Swagger stood back from the carnage and his hand flew to his hip, where the steel inserted courtesy of a Russian sniper in Vietnam decades ago had stopped Kondo’s brilliant cut. It was Swagger’s only card, and he’d been wise enough to play it last. The cut was precise butchery, smooth but shallow, and some black gruel pulsed from it, but it wasn’t geysering spectacularly, meaning no artery had been cut. Bob got a pouch of QuiKlot out, tore the top off with his teeth, and poured the clotting agent into the wound, knowing again that stitches were mandatory within an hour, if he had the strength. Then he poured more on the bloodier cut on his left shoulder.

Christ, it hurt.

He retreated, found his saya, and stood for a second.

Do it right, he thought. Thank the fucking sword.
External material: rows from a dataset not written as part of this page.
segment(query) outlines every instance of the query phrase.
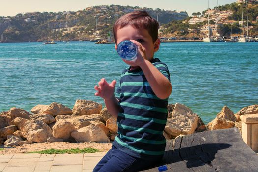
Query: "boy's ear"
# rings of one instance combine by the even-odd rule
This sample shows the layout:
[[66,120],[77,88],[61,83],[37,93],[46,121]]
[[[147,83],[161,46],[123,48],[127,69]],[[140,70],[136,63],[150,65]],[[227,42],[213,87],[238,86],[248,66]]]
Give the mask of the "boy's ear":
[[160,45],[160,40],[158,38],[154,42],[154,52],[159,50],[159,45]]

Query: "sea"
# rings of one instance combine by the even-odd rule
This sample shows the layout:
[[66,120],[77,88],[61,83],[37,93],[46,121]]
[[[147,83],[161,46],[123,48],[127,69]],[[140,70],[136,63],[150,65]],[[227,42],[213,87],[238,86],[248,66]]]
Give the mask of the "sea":
[[[169,103],[186,105],[206,124],[224,106],[236,113],[258,104],[258,42],[162,43],[154,57],[170,70]],[[127,67],[113,44],[0,43],[0,112],[54,102],[72,109],[78,99],[104,106],[94,86],[102,78],[118,82]]]

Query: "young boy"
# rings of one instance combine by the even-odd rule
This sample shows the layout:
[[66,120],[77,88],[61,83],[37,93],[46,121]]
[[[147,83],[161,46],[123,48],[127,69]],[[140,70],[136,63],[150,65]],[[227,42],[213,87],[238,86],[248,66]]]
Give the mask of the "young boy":
[[115,48],[130,40],[138,48],[137,58],[123,60],[130,67],[116,82],[102,78],[95,86],[96,96],[104,99],[109,112],[117,118],[118,133],[112,148],[93,172],[135,172],[156,164],[163,155],[162,133],[167,118],[168,97],[172,91],[168,67],[154,54],[159,48],[159,24],[144,11],[120,17],[113,27]]

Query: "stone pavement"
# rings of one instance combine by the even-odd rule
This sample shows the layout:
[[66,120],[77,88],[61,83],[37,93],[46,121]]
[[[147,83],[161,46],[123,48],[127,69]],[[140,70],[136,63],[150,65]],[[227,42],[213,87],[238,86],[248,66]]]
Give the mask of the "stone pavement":
[[0,154],[0,172],[90,172],[106,153]]

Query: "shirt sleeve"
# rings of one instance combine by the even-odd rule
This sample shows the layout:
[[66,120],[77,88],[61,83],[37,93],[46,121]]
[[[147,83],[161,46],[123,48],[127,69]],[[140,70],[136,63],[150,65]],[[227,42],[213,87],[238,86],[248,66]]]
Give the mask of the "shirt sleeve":
[[155,63],[154,65],[170,82],[170,74],[168,66],[161,62]]

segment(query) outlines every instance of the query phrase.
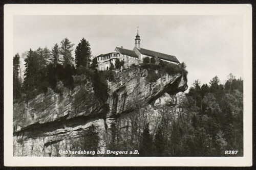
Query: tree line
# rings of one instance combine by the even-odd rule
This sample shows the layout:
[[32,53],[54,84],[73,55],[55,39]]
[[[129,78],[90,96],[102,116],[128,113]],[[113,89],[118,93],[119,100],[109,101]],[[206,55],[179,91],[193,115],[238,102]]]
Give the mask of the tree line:
[[[44,48],[39,47],[35,51],[30,48],[25,52],[23,81],[20,57],[16,54],[13,59],[14,101],[24,98],[30,99],[37,94],[46,92],[48,87],[55,90],[60,81],[63,84],[59,85],[72,88],[72,75],[76,74],[79,67],[88,69],[92,56],[90,44],[84,38],[75,48],[75,58],[72,54],[74,45],[65,38],[59,45],[56,43],[51,50],[46,46]],[[91,67],[95,68],[96,64],[93,62]]]
[[186,101],[178,108],[162,106],[156,116],[138,104],[113,124],[105,139],[107,149],[138,150],[140,156],[242,156],[243,83],[231,74],[224,84],[217,76],[209,85],[197,80]]

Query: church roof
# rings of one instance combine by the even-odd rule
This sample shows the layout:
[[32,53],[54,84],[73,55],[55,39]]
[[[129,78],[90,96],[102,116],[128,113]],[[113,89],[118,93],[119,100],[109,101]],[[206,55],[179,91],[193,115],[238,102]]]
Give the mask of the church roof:
[[176,62],[179,63],[180,62],[175,56],[169,55],[167,54],[154,52],[153,51],[148,50],[142,48],[140,49],[137,48],[139,52],[144,55],[152,57],[157,57],[160,59]]
[[108,54],[101,54],[101,55],[100,55],[99,56],[97,56],[97,57],[104,57],[104,56],[109,56],[109,55],[110,55],[110,54],[111,54],[111,53],[108,53]]
[[134,51],[132,50],[130,50],[127,49],[125,49],[123,48],[120,48],[120,47],[116,47],[117,50],[120,52],[120,53],[122,54],[124,54],[125,55],[132,56],[132,57],[135,57],[137,58],[139,58],[139,57],[137,56],[136,53]]
[[140,40],[140,36],[139,35],[139,31],[138,31],[138,32],[137,33],[137,35],[135,37],[135,40]]

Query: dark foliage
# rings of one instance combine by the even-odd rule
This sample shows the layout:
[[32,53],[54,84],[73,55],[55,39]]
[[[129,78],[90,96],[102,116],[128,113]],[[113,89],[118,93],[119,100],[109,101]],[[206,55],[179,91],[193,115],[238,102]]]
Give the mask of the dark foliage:
[[143,58],[143,63],[149,64],[150,62],[150,59],[149,57],[146,57]]
[[20,99],[22,97],[22,82],[20,76],[19,55],[16,54],[13,58],[13,97],[14,100]]
[[151,64],[156,64],[156,59],[155,57],[151,57],[150,58],[150,63]]
[[76,68],[78,68],[80,65],[82,65],[87,69],[89,68],[90,57],[92,52],[91,52],[90,44],[88,41],[83,38],[78,43],[75,50],[75,61],[76,64]]
[[97,61],[97,57],[94,57],[93,59],[92,64],[90,65],[90,68],[92,70],[95,70],[98,67],[98,62]]

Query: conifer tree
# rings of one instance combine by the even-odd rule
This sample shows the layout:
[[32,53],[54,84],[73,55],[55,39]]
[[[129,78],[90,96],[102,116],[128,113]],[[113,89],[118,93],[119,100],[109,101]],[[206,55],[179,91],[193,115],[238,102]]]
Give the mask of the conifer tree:
[[98,62],[97,61],[97,57],[94,57],[93,59],[90,67],[92,69],[95,69],[98,67]]
[[52,49],[51,52],[51,57],[50,61],[53,64],[54,67],[57,66],[57,64],[59,64],[61,62],[60,58],[60,50],[59,45],[56,43]]
[[32,91],[38,87],[40,83],[39,75],[38,74],[39,67],[39,60],[36,52],[30,50],[24,60],[25,62],[25,71],[23,86],[26,90],[28,90],[28,95],[32,95]]
[[13,59],[13,98],[20,97],[21,95],[21,81],[19,77],[19,55],[16,54]]
[[71,43],[71,42],[65,38],[60,42],[60,54],[63,57],[63,66],[66,67],[68,64],[72,64],[72,61],[74,59],[71,54],[73,51],[73,46],[74,44]]
[[81,65],[88,69],[92,54],[90,45],[89,42],[83,38],[76,46],[75,50],[75,61],[77,68]]

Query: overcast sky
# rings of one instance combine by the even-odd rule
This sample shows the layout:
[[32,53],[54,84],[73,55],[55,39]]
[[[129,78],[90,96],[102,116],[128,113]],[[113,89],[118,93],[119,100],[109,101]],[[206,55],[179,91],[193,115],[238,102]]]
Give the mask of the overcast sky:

Feeling foolish and white, he held the weapon horizontally before him and bowed to the little Japanese god inside the steel, and said arigato as best he could. Then since the thing wore a dapple of disfiguration, he snapped it hard to the right, flinging its contents off to splatter an abstraction on the snow-chiburi, in the vernacular, big in all the movies.

Now noto: he sheathed the sword, as ceremony demanded, drawing the dull spine of the blade through his left hand and fingers while clutching the saya’s opening until he reached the tip, then smoothly snared the tip in the opening, then ran the wood casing up to absorb and protect the blade, the whole move ending with a gentle snap as tsuba met wood.

His watch read 5:39 a.m., Tokyo time. He turned and looked at the body of the man he had killed. Kondo lay in a sherbet field of blood and snow, and the spurting had stopped. It was only drainage now. Somewhere a big fat golden carp came to a placid surface and seemed to burp, leaving a widening burst of rings in its passing.

Swagger looked back at the body. He could have taken the head as he’d promised. But really-what was the point?

46

OFFICE POLITICS

She arrived at the American embassy promptly at 8:45 because nowadays it took a good fifteen minutes to get through security. She wore a new Burberry pantsuit she’d bought recently at Takashimaya, a smartly tailored pinstripe on gray wool, a white silk blouse and pearls, a pair of Christian Louboutin round-toed platform pumps, her Armani horn-rims. Her hair was pulled back into a severe ponytail, her foundation Lanvin, her blush Revlon, her mascara Shiseido.